Pelosi’s father was a friend of Israel
The Jerusalem Post in 2007 noted:
When Nancy Pelosi, the Speaker of the US House of Representatives, stepped to the podium at a Knesset dinner during her visit earlier this month, she made history in more ways than one. Not only was she the first woman Speaker of the House to address Israel’s lawmakers, Pelosi was also addressing the parliament of a country whose creation her own father championed, at the risk of his career – and perhaps her career, as well. Speaker Pelosi’s father, the late US congressman Thomas D’Alesandro, Jr., of Maryland, was known as a Roosevelt Democrat. What is not widely known is that D’Alesandro broke ranks with president Franklin D. Roosevelt on the issues of rescuing Jews from Hitler and creating a Jewish State. D’Alesandro was one of the congressional supporters of the Bergson Group, a maverick Jewish political action committee that challenged the Roosevelt administration’s policies on the Jewish refugee issue during the Holocaust, and later lobbied against British control of Palestine. The Bergson activists used unconventional tactics to draw attention to the plight of Europe’s Jews, including staging theatrical pageants, organizing a march by 400 rabbis to the White House, and placing more than 200 full-page advertisements in newspapers around the country. Some of those ads featured lists of celebrities, prominent intellectuals, and members of Congress who supported the group – including D’Alesandro. D’Alesandro’s involvement with the Bergson Group was remarkable because he was a Democrat who was choosing to support a group that was publicly challenging a Democratic president.

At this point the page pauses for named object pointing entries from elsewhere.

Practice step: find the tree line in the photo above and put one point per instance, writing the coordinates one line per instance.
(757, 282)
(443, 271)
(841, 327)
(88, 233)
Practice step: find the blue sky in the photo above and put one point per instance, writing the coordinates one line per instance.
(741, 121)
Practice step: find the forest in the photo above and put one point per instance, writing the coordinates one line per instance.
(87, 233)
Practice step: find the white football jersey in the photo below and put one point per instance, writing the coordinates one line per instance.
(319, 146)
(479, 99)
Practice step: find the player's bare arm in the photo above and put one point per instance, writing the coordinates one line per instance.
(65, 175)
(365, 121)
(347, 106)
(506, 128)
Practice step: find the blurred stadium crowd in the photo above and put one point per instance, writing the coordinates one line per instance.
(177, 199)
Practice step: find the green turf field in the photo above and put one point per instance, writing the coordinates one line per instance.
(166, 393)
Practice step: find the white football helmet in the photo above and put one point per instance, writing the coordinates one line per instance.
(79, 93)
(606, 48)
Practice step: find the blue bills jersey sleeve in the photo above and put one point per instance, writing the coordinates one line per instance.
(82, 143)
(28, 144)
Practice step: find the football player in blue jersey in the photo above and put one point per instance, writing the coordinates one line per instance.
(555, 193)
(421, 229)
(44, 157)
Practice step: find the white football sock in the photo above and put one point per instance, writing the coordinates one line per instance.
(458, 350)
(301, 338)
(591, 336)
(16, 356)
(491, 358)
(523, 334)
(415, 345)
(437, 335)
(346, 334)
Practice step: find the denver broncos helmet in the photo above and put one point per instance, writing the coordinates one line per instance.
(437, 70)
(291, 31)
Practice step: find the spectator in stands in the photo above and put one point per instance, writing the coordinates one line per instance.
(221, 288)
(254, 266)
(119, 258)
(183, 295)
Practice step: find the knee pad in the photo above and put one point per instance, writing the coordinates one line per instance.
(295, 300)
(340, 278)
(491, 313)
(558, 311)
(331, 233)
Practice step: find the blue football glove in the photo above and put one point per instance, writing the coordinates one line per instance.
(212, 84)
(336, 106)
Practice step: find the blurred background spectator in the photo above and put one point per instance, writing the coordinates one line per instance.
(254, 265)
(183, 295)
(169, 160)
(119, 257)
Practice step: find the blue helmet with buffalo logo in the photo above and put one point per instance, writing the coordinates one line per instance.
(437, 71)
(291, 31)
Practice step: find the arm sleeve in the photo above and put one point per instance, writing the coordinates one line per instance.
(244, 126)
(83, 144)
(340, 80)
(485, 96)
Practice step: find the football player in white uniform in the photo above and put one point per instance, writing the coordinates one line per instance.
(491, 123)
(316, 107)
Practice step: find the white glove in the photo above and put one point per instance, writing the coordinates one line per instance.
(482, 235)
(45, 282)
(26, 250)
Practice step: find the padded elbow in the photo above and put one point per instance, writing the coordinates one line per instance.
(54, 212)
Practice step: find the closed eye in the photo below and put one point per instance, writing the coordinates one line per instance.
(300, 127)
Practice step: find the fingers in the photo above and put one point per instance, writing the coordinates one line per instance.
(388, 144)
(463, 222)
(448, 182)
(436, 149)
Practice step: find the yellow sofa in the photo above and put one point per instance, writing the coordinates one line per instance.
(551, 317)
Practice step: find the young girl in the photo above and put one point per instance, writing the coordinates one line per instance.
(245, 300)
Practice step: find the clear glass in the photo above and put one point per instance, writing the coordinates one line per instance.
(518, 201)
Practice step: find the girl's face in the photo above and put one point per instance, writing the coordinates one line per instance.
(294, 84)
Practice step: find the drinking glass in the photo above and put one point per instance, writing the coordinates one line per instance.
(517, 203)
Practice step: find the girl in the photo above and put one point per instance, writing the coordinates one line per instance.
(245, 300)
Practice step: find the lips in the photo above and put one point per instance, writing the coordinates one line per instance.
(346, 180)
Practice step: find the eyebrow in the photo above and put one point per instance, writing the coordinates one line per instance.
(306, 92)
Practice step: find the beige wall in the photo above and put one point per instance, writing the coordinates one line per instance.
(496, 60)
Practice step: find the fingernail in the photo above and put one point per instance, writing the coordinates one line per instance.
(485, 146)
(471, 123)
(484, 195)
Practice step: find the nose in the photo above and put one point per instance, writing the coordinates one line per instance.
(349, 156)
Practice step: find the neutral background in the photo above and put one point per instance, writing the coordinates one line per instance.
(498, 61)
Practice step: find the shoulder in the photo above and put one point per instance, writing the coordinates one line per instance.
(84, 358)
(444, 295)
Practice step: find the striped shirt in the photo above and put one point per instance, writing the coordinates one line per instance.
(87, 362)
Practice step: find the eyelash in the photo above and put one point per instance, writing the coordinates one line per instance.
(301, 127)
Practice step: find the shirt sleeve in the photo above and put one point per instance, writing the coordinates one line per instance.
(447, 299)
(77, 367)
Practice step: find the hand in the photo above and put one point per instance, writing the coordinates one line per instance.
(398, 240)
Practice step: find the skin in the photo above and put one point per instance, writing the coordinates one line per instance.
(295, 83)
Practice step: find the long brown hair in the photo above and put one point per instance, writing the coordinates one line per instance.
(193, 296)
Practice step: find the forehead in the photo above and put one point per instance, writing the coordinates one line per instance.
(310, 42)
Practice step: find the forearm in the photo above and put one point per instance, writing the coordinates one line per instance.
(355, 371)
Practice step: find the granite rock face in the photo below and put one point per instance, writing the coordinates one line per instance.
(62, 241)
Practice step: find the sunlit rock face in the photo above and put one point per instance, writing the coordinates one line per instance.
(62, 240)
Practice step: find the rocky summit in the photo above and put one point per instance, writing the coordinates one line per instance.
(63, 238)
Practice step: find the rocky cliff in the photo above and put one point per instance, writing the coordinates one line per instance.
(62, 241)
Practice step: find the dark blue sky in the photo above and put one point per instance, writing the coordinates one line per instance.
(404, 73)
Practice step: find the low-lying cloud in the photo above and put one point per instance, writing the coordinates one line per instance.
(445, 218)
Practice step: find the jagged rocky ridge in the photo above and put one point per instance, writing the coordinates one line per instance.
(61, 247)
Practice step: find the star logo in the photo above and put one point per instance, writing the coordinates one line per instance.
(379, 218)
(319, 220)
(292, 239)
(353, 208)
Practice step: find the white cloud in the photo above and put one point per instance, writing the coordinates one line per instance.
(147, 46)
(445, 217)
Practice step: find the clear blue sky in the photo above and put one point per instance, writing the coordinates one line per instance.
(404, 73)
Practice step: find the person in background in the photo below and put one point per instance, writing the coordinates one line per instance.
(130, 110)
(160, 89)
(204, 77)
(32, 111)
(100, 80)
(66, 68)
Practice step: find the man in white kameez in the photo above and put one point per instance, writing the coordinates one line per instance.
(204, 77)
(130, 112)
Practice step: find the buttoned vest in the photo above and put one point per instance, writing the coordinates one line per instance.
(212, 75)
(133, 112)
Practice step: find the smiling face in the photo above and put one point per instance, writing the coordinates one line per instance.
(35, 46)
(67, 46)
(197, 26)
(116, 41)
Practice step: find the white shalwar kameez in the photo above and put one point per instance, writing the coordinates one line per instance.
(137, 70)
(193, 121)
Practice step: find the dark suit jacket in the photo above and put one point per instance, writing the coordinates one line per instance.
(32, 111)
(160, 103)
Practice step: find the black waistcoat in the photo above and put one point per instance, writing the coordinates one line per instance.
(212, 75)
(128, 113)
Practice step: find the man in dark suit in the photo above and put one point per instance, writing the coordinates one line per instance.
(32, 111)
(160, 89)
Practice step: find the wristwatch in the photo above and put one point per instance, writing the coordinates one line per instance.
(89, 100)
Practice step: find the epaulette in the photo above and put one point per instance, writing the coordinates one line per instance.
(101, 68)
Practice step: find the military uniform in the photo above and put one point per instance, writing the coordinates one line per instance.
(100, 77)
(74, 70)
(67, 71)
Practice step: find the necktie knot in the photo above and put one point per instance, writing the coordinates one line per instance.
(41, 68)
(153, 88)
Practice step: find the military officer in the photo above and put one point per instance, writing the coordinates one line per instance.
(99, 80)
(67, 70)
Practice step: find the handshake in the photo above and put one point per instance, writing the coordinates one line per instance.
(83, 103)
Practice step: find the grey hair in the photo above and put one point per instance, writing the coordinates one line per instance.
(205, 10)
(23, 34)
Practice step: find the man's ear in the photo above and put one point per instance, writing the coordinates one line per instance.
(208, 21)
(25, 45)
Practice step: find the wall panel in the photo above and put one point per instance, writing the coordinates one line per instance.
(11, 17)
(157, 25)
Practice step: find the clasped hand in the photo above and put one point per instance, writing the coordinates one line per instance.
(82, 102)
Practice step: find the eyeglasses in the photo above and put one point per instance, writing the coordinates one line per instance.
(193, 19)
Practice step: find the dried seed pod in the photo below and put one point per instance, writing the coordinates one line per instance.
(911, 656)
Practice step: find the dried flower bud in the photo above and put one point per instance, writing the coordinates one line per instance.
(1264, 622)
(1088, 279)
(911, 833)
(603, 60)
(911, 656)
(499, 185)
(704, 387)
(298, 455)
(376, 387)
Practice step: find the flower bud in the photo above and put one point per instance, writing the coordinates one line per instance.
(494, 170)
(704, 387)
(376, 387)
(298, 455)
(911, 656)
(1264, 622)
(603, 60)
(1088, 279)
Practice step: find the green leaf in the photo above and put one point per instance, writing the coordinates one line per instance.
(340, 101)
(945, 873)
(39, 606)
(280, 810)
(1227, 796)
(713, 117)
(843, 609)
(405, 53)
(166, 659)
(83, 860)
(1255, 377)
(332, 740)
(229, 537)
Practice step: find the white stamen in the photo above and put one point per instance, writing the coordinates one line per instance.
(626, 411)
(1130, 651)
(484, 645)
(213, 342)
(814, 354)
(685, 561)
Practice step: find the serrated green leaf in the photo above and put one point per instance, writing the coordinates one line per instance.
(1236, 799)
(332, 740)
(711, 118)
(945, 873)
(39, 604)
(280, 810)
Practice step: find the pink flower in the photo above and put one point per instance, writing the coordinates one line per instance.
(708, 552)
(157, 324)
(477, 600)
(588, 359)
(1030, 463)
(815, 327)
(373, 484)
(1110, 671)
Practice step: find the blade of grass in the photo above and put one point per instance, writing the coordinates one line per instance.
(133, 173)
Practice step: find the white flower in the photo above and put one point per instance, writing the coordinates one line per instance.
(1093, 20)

I admire people who will break with their party leader, when their party leader is wrong.
AFTER THE war, D’Alesandro continued supporting the Bergson Group as it campaigned for the establishment of a Jewish State in Mandatory Palestine. That sometimes meant clashing with the Truman administration, which wavered back and forth on the issue of Jewish statehood.
D’Alesandro died in 1987, two months after his daughter Nancy was first elected to Congress.
I agree with very little of Pelosi’s policies and political outlook. But it is interesting to know more of their background.